50-50 matrimonial property or not, Supreme Court to decide in a landmark case
By Kamau Muthoni | June 21st 2020
The Supreme Court will now settle the contentious issue of whether couples in a marriage are equal and whether they should split matrimonial property equally upon divorce.
This is after the Court of Appeal on Friday found that there is an ambiguity in law and varied interpretation on whether matrimonial property should be shared based on one’s contribution to a marriage or equally.
The finding came from a case where the Court of Appeal had earlier ruled that an estranged couple share property equally.
The man, code named JOO then asked the court to certify his case as one of public interest to be heard by the Supreme Court.
The man’s contention is that his wife, a banker code named MBO, deserves no part of his property since she gave nothing in the marriage.
The Court of Appeal said the law needed to be clarified on the matter.
“Having considered the issue, we find that the applicant has established that there is uncertainty in the law arising from contrary views in the High Court and in the Court of Appeal which requires clarification,” Court of Appeal Judges William Ouko, Mohamed Warsame and Fatuma Sichale ruled.
The couple married sometime in 1990 under the Kisii customary law and parted in 2008.
After parting ways, MBO went after a property in Tassia Estate in Embakasi Nairobi, two properties in Ngong, a Hillcrest Estate House, an apartment called Eagle Apartment House, and a Subaru vehicle saying she directly and indirectly contributed towards their purchase.
At the heart of contention is Article 45 of the Constitution, which dictates that parties to a marriage are entitled to equal rights at the time of the marriage, during the marriage and at the dissolution of the marriage.
Courts have over time given differing interpretations on what is a contribution to a marriage. Judges were initially shackled to a 125-year-old Britain legislation, the Married Women’s Property Act, 1882, which gave a judge discretion to share what he or she thought was just to the woman upon dissolution of a couple’s marriage.
The law dictated that upon marriage, a woman ceased to exist as a legal person and all of her possessions went automatically to her husband unless it was specifically spelt out that they were for her own separate use.
Britain amended the law to include the wife’s right to own, buy and sell her separate property sometime in 1970, but Kenya continued with the old law until January 6, 2014 when the Matrimonial Property Act 2013 was enacted.
There is still contention on whether courts should decide using this law for marriages procured before the 2010 Constitution.
The Married Women’s Property Act that Kenyan courts used until 2014 weighed in a monetary contribution by women in a marriage. But in 2007, the courts gave women the right to claim a share of their non-monetary contribution to a marriage, such as taking care of children and the husband.
In the case pitting Kenya’s former diplomat Peter Echaria against his wife Priscilla Njeri, the court ordered Echaria to give his former wife 25 acres from their 118-acre in Tigoni, Kiambu County.

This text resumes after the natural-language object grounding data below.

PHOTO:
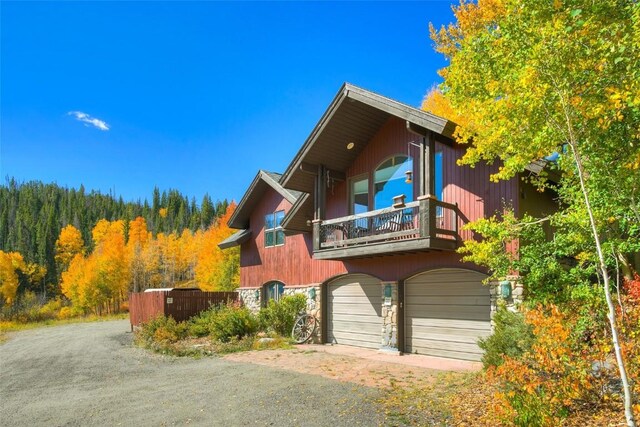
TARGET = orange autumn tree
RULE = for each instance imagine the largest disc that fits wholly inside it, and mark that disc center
(112, 267)
(10, 263)
(68, 245)
(100, 281)
(218, 270)
(139, 238)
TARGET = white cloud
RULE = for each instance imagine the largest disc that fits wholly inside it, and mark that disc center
(88, 120)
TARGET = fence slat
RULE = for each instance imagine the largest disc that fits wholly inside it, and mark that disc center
(181, 305)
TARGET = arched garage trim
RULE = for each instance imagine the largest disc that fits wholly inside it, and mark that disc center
(325, 303)
(444, 311)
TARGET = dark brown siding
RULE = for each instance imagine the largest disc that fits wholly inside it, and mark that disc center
(292, 263)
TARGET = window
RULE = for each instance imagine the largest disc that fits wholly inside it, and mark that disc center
(273, 291)
(438, 175)
(389, 180)
(273, 232)
(359, 195)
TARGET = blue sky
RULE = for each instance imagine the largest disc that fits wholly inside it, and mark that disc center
(196, 96)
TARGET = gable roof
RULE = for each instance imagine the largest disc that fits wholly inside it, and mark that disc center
(237, 238)
(263, 181)
(355, 115)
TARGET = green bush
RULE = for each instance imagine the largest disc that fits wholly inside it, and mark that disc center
(279, 316)
(162, 330)
(200, 325)
(512, 337)
(230, 321)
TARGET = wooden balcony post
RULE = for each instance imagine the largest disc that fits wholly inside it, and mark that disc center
(316, 234)
(430, 169)
(427, 216)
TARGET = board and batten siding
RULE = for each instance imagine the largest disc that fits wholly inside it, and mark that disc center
(292, 263)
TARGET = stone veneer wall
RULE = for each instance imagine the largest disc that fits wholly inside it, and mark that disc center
(512, 302)
(252, 299)
(389, 318)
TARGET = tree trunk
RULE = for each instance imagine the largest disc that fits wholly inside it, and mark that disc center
(628, 400)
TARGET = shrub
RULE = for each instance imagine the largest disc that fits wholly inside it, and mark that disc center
(232, 321)
(551, 380)
(512, 337)
(162, 330)
(279, 316)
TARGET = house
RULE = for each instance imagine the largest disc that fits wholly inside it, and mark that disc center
(366, 221)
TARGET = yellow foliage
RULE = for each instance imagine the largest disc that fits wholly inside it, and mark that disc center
(69, 244)
(10, 263)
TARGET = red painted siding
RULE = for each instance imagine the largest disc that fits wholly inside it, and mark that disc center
(292, 263)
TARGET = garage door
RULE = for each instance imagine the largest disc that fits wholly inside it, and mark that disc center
(354, 311)
(446, 311)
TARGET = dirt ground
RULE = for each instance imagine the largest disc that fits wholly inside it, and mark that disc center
(313, 359)
(90, 374)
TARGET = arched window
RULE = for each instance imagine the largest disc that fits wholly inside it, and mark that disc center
(389, 180)
(272, 291)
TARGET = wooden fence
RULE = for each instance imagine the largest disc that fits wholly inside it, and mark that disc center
(179, 304)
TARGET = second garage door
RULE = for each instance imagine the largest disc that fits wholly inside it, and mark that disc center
(446, 311)
(354, 311)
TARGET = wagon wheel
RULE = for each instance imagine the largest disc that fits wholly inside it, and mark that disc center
(304, 328)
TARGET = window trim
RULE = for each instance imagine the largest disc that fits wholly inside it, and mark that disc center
(372, 179)
(351, 195)
(265, 291)
(277, 228)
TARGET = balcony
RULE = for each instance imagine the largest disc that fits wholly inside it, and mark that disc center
(419, 226)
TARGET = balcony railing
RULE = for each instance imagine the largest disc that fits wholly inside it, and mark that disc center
(428, 220)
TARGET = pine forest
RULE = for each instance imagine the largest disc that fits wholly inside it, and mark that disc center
(73, 252)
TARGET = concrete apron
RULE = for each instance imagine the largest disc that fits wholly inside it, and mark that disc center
(417, 360)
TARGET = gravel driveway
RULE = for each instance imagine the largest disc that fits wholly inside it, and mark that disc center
(90, 374)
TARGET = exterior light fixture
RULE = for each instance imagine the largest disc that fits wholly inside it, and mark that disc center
(409, 178)
(387, 291)
(505, 289)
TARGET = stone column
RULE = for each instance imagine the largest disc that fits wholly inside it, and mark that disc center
(390, 318)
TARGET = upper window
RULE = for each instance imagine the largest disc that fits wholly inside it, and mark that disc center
(273, 232)
(359, 195)
(438, 176)
(389, 180)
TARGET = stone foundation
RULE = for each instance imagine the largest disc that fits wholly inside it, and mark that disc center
(251, 298)
(512, 301)
(389, 318)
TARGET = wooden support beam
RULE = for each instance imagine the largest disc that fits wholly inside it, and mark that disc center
(312, 169)
(308, 168)
(321, 192)
(430, 170)
(416, 129)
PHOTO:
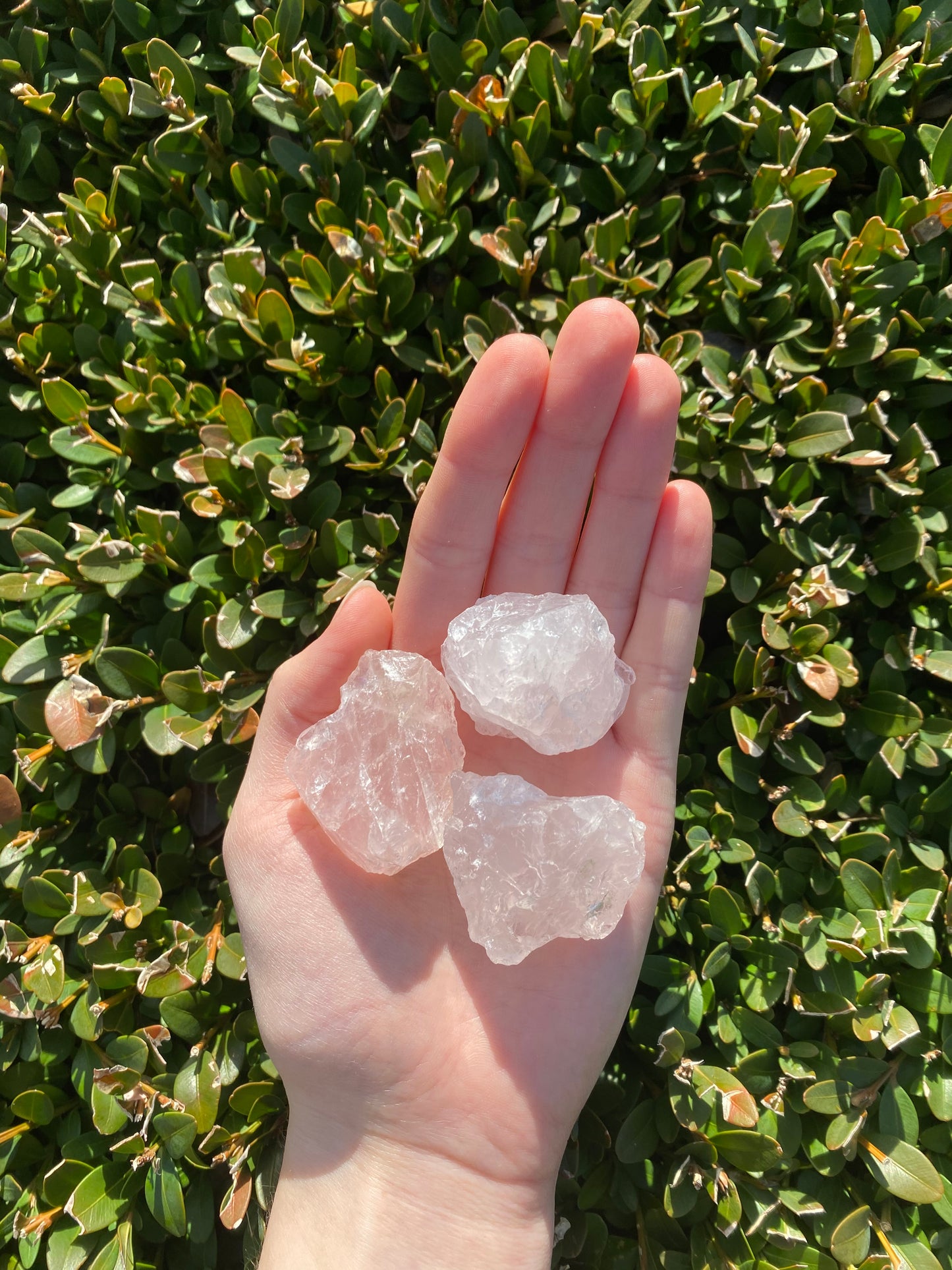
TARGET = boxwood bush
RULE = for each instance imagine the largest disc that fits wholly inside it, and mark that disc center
(248, 260)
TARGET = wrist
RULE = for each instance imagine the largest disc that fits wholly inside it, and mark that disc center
(397, 1205)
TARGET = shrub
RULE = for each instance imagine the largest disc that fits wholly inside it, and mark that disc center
(250, 257)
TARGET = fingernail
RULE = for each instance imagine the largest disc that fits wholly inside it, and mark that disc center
(358, 586)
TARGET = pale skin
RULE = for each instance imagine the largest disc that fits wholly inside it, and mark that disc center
(432, 1093)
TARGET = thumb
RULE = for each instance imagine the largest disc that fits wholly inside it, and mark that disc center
(308, 686)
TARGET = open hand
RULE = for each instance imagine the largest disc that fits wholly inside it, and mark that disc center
(431, 1091)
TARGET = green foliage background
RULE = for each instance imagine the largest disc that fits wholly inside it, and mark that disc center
(250, 258)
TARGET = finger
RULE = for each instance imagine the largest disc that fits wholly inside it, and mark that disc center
(541, 519)
(455, 525)
(308, 687)
(630, 480)
(660, 648)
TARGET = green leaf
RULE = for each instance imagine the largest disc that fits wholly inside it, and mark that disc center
(287, 23)
(164, 1196)
(111, 563)
(941, 160)
(849, 1242)
(276, 318)
(930, 991)
(103, 1196)
(767, 238)
(638, 1137)
(806, 60)
(64, 400)
(127, 672)
(177, 1130)
(901, 1169)
(34, 661)
(748, 1151)
(887, 714)
(34, 1105)
(823, 432)
(197, 1087)
(163, 56)
(46, 974)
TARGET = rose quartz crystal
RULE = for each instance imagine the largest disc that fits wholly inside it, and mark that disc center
(376, 772)
(530, 868)
(541, 668)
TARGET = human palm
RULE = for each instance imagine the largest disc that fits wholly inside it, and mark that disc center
(386, 1023)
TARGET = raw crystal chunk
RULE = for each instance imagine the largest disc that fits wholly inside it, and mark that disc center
(541, 668)
(376, 772)
(530, 868)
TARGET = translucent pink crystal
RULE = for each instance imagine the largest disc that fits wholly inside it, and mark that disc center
(541, 668)
(376, 772)
(530, 868)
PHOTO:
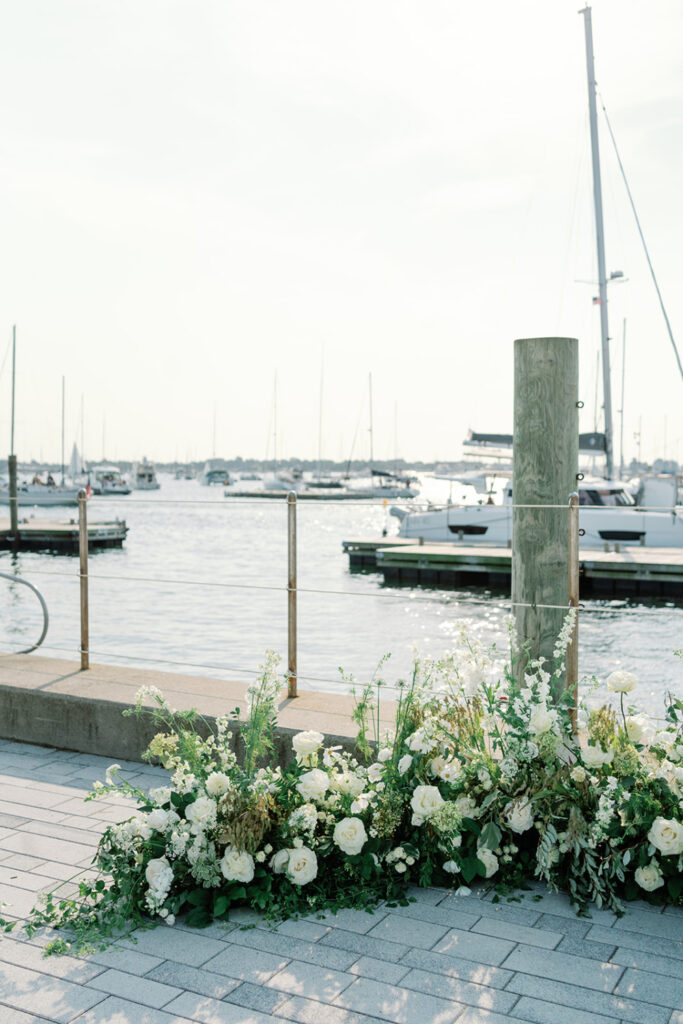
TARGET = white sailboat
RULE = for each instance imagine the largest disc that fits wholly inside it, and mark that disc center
(607, 510)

Echaria divorced Njeri in 1987.
Echaria was employed as a civil servant in 1961 before he was posted to Washington DC as Charge D’affairs and moved to New York as United Nations Head of Mission.
He later became Kenya’s ambassador to Ethiopia. His wife was not working, leaving Echaria as the family’s sole breadwinner, but Njeri argued that her husband’s well-being was determined by her show of love and taking care of him. Njeri had first demanded 59 acres before the Court of Appeal lowered it to 25.

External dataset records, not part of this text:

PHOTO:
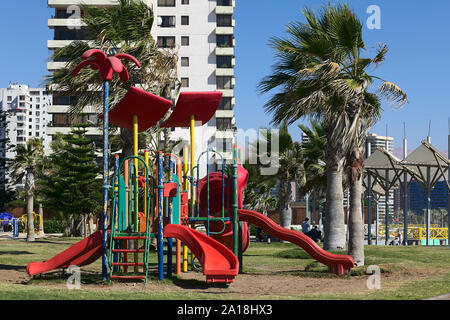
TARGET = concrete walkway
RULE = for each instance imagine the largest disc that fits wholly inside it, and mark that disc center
(441, 297)
(8, 235)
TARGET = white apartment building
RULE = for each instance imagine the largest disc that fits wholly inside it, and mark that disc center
(27, 117)
(377, 141)
(202, 33)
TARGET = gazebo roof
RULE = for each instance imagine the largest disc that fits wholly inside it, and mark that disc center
(148, 107)
(382, 163)
(425, 157)
(201, 105)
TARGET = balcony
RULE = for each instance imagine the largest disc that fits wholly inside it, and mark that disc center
(224, 30)
(56, 44)
(52, 65)
(227, 92)
(224, 51)
(69, 23)
(66, 3)
(224, 9)
(225, 72)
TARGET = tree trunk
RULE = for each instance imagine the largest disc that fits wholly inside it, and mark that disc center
(31, 236)
(126, 139)
(285, 209)
(334, 227)
(41, 220)
(356, 241)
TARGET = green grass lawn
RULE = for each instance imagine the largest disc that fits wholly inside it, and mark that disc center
(406, 273)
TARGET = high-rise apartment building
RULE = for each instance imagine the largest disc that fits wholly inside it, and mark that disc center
(386, 143)
(26, 117)
(201, 32)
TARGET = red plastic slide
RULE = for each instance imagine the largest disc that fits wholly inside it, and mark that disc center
(218, 262)
(339, 264)
(80, 254)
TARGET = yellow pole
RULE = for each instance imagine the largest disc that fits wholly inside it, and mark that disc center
(136, 228)
(192, 168)
(145, 186)
(185, 182)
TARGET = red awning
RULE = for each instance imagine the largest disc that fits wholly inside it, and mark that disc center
(148, 107)
(202, 105)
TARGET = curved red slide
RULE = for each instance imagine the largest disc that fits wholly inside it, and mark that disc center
(339, 264)
(80, 254)
(218, 262)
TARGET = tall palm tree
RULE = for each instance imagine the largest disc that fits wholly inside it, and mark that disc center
(290, 169)
(125, 28)
(26, 164)
(314, 74)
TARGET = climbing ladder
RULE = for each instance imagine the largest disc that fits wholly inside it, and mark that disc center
(130, 234)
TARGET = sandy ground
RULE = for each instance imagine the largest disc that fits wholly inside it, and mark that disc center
(251, 285)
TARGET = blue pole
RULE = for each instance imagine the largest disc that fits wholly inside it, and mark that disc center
(170, 217)
(114, 221)
(160, 218)
(207, 191)
(105, 180)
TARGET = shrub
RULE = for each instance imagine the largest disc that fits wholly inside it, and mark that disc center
(53, 226)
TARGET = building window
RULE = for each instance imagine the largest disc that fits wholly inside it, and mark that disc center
(184, 41)
(224, 145)
(166, 21)
(224, 40)
(64, 33)
(184, 20)
(166, 3)
(166, 42)
(226, 104)
(224, 82)
(224, 62)
(224, 20)
(225, 3)
(185, 82)
(185, 61)
(223, 124)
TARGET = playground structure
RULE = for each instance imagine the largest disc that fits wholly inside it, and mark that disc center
(165, 198)
(13, 224)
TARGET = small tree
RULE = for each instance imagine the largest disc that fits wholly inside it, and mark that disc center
(27, 163)
(6, 194)
(70, 183)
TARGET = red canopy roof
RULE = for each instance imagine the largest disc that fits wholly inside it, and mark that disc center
(202, 105)
(148, 107)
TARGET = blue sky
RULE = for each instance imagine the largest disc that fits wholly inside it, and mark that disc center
(417, 33)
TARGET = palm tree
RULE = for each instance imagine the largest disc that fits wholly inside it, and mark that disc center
(125, 28)
(290, 170)
(313, 73)
(28, 160)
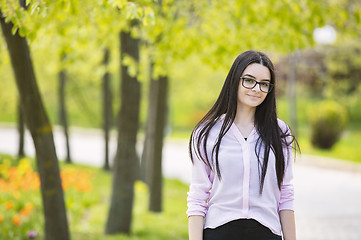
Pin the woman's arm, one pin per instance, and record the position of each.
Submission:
(195, 227)
(287, 218)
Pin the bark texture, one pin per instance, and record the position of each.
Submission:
(153, 144)
(56, 225)
(63, 116)
(126, 162)
(107, 109)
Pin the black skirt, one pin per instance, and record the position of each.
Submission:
(241, 229)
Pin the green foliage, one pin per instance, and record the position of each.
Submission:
(328, 120)
(343, 68)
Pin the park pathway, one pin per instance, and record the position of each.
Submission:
(328, 191)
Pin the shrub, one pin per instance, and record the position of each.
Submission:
(328, 120)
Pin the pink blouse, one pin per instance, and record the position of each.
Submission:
(237, 195)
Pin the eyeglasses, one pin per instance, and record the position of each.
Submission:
(250, 83)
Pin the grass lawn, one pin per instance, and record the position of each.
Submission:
(87, 211)
(170, 224)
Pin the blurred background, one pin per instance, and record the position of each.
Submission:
(86, 58)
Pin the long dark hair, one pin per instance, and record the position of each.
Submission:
(271, 136)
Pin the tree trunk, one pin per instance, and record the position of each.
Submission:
(56, 225)
(126, 161)
(107, 109)
(292, 92)
(63, 118)
(156, 125)
(21, 130)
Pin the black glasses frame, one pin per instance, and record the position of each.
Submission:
(259, 83)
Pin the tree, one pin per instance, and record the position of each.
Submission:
(56, 225)
(21, 130)
(63, 116)
(126, 162)
(107, 109)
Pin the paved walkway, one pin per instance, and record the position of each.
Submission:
(328, 191)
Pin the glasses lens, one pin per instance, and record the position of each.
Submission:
(248, 82)
(265, 87)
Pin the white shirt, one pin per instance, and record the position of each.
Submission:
(236, 195)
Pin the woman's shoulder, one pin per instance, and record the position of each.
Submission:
(214, 129)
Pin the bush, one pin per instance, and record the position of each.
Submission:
(328, 120)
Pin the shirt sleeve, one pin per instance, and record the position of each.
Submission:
(199, 189)
(287, 188)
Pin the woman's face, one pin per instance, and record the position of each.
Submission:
(251, 98)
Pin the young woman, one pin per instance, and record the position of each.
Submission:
(241, 185)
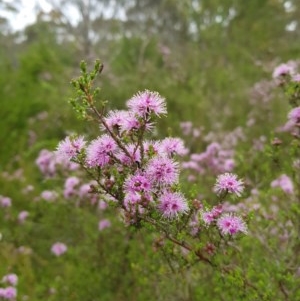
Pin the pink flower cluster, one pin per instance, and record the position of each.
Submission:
(229, 182)
(59, 248)
(5, 201)
(227, 223)
(145, 170)
(10, 292)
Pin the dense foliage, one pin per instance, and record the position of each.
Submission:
(230, 76)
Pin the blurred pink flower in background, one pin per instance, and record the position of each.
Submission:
(11, 279)
(8, 293)
(58, 248)
(103, 224)
(5, 201)
(22, 216)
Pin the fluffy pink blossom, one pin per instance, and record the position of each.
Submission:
(102, 205)
(137, 183)
(58, 248)
(46, 162)
(70, 147)
(207, 217)
(70, 187)
(49, 195)
(99, 151)
(283, 69)
(210, 216)
(5, 201)
(147, 102)
(103, 224)
(186, 127)
(285, 183)
(8, 293)
(22, 216)
(230, 224)
(229, 182)
(162, 170)
(11, 279)
(296, 78)
(171, 204)
(132, 198)
(294, 115)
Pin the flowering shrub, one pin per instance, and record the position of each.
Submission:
(190, 221)
(140, 176)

How much should one get has continued to divide judges.
In 2017, Justice Patrick Kiage in a case filed by one Zipporah Wangui against her estranged husband Peter Njuguna, ruled that if one partner invested nothing in marriage, they should not ask for a slice of what was invested by the other partner on the basis of love.
A matter of mathematics
Wangui and Njoroge were embroiled in a 12-year court battle as the woman sought five properties - one in Nyahururu, three in Bahati-Kabatini and another one in Donholm.
Kiage ruled that sharing matrimonial property after divorce did not have a fixed formula in law and must be on the basis of fairness and conscience and not the 50:50 mantra.
“It is not a matter of mathematics merely, as in the splitting of an orange in two for, as biblical Solomon found, justice does not get to be served by simply cutting up a contested object of love, ambition or desire into two equal parts,” he said.
Kiage said the Constitution was not a safe haven for spouses who refused to put effort into their marriages.
“Our new constitutional dispensation is no safe haven for spouses who will not pull their weight. It cannot be an avenue to early riches by men who would rather reap from rich women or women who see in monied men an adieu to poverty,” said the judge.
But Court of Appeal Judge Martha Koome, in a dissenting decision, said the Supreme Court ought to interpret what men who live off women should prove in court while seeking a share of matrimonial property.
“A man who cohabits with a woman in a property held in the woman’s name also needs to prove contributions that he made because merely lounging in a woman’s house while dominating the remote control for the television channels cannot entitle a man to a share of the woman’s property,” she stated.